Elle n’avait d’ailleurs encore jamais mis les pieds dans l’un des Bals des Cœurs organisés par le gouvernement pour faciliter les rencontres entre jeunes, ni aux autres Séances d’Approches du même genre, telles que les Après-midis des Cœurs.

Et si elle ne trouvait personne avant l’anniversaire de ses dix-neuf ans, elle serait alors recensée avec un conjoint par défaut, et cette perspective l’effrayait au plus haut point.

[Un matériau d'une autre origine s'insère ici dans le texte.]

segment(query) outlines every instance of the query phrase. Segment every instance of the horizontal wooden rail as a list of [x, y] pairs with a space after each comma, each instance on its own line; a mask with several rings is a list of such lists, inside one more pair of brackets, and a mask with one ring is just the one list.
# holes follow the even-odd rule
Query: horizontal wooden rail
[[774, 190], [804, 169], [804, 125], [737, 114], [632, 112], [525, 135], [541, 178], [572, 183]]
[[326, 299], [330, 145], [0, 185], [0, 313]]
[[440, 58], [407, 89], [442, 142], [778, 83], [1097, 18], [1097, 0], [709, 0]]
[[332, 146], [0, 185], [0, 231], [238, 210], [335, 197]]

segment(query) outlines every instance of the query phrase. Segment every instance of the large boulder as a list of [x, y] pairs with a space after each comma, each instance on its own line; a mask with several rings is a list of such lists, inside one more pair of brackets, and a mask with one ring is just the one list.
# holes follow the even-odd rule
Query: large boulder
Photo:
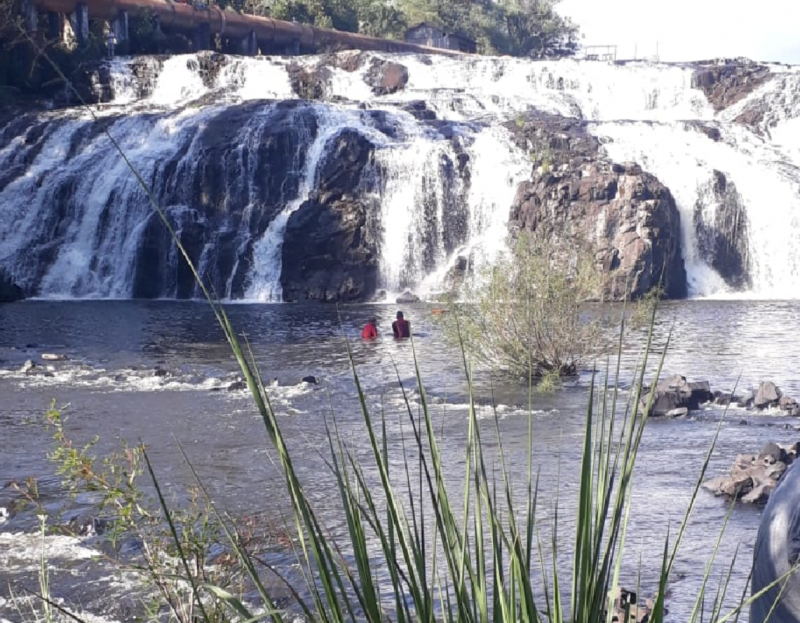
[[747, 504], [765, 504], [798, 451], [800, 443], [768, 443], [758, 454], [738, 455], [728, 475], [707, 480], [703, 488]]
[[702, 258], [734, 289], [752, 285], [749, 222], [736, 186], [721, 171], [698, 193], [694, 208], [697, 247]]
[[362, 301], [378, 282], [377, 205], [354, 193], [373, 146], [355, 130], [342, 131], [320, 167], [317, 190], [292, 215], [283, 242], [285, 301]]
[[753, 406], [756, 409], [768, 409], [778, 405], [783, 392], [772, 381], [763, 381], [756, 390]]
[[0, 303], [14, 303], [25, 298], [25, 292], [0, 269]]
[[697, 67], [692, 75], [692, 87], [703, 91], [714, 110], [720, 111], [747, 97], [771, 75], [766, 65], [748, 60], [723, 60]]
[[400, 63], [373, 58], [364, 78], [375, 95], [390, 95], [405, 88], [408, 68]]
[[686, 295], [680, 214], [664, 184], [637, 164], [608, 159], [581, 120], [531, 112], [507, 127], [533, 161], [512, 228], [592, 249], [598, 298], [641, 297], [659, 284], [667, 297]]
[[316, 66], [292, 63], [286, 68], [289, 83], [297, 97], [304, 100], [324, 100], [330, 94], [332, 78], [331, 68], [327, 65]]
[[675, 375], [648, 388], [641, 396], [642, 411], [647, 410], [650, 395], [653, 403], [648, 415], [677, 417], [700, 408], [700, 405], [714, 400], [708, 381], [690, 383], [686, 377]]

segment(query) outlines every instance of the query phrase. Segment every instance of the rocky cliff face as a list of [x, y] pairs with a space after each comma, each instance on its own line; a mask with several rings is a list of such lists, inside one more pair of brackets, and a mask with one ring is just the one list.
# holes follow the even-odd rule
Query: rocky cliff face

Elle repensa à la manifestation qu’elle avait traversé la veille : tous ces jeunes de son âge exprimaient en fait leur colère face à cette nouvelle loi, il n’y avait plus de doute, désormais. Et la grève généralisée des transports dans le pays était aussi un moyen de protestation, réalisa-t-elle. Cela ne semblait cependant pas avoir d’impact sur la décision du gouvernement, qui maintenait sa position en avançant qu’il en allait de l’honneur de la patrie de repeupler plus rapidement le pays que les autres.

La « Guerre Propre », survenue deux-cents ans plus tôt, avait initialement été déclenchée par l’insurrection d’une communauté sectaire révolutionnaire. Leur but était de renverser le pouvoir et de semer la terreur pour déclencher l’anarchie totale.

Le conflit s’était alors répandu et avait divisé les blocs alliés de l’Espalie et Allemasuisse, créant encore plus de tensions. L’alliance de nombreux pays avait également éclaté et d’autres s’étaient formées, aboutissant à la création de la Frangleterre.

En plus de la technologie dirigée comme arme de cyberattaque, le moyen largement utilisé au cours du conflit par les anarchistes avait été la diffusion de produits chimiques quasiment indétectables, dans l’eau potable de la population, ayant pour conséquences de rendre stériles les individus la consommant. Le temps que le crime soit découvert, des dizaines de millions de personnes avaient été contaminées de manière irréversible.

Par chance, les stocks de dons de sperme et d’ovules avaient rapidement été sécurisés, et lorsque la génération ayant vécu la Guerre Propre (baptisée ainsi dû au fait qu’elle n’avait causé aucune mort directe et n’avait pas fait couler de sang malgré l’importance des conflits), avait vieilli, le gouvernement avait repris la natalité du pays en main, bâti les quartiers des Grands Carrés pour créer les pouponnières artificielles et instauré le système de naissance en place depuis lors.

Un pourcentage significatif de la population avait disparu, suite à la vague de stérilisation massive, et si l’Etat n’avait pas rétabli l’ordre en établissant des lois visant à former des couples éleveurs pour éduquer les enfants créés, le pays aurait pu s’éteindre.

Ainsi, grâce à l’intervention du gouvernement dans le contrôle de la natalité, la population avait peu à peu retrouvé une démographie stable, bien qu’elle fût toujours en dessous de ce qu’elle avait autrefois été.

Et désormais, les lois sur l’accroissement de la population semblaient se durcir. Gaëlla entrevoyait avec terreur l’avenir proche qui se dessinait pour elle plus vite qu’elle ne l’aurait pensé : très bientôt, qu’elle ait trouvé un partenaire par elle-même ou non, elle serait contrainte de vivre avec un ou une inconnue, pour le restant de sa vie. Elle aurait l’obligation d’élever au moins un enfant avec, et serait coincée dans ce quotidien, tout en poursuivant ses études en parallèle.

Elle ne pouvait pas, ne voulait pas s’y résoudre. C’était impossible ! On ne pouvait pas lui voler une année supplémentaire de sa jeunesse ainsi, la condamnant à être mère éleveuse plus tôt encore qu’elle ne l’aurait été sans la nouvelle loi…

Un sentiment de profonde injustice s’empara d’elle, mais presque aussitôt, l’abattement et le découragement la saisirent à la place.

Quoi qu’elle fasse, elle savait que c’était peine perdue. Ces jeunes qui cherchaient à faire changer les choses s’égosillaient dans le vide. Rien ne bougerait, le gouvernement avait annoncé la sentence, et ce n’était pas une bande de manifestants braillards qui empêcherait l’application de cette mesure implacable.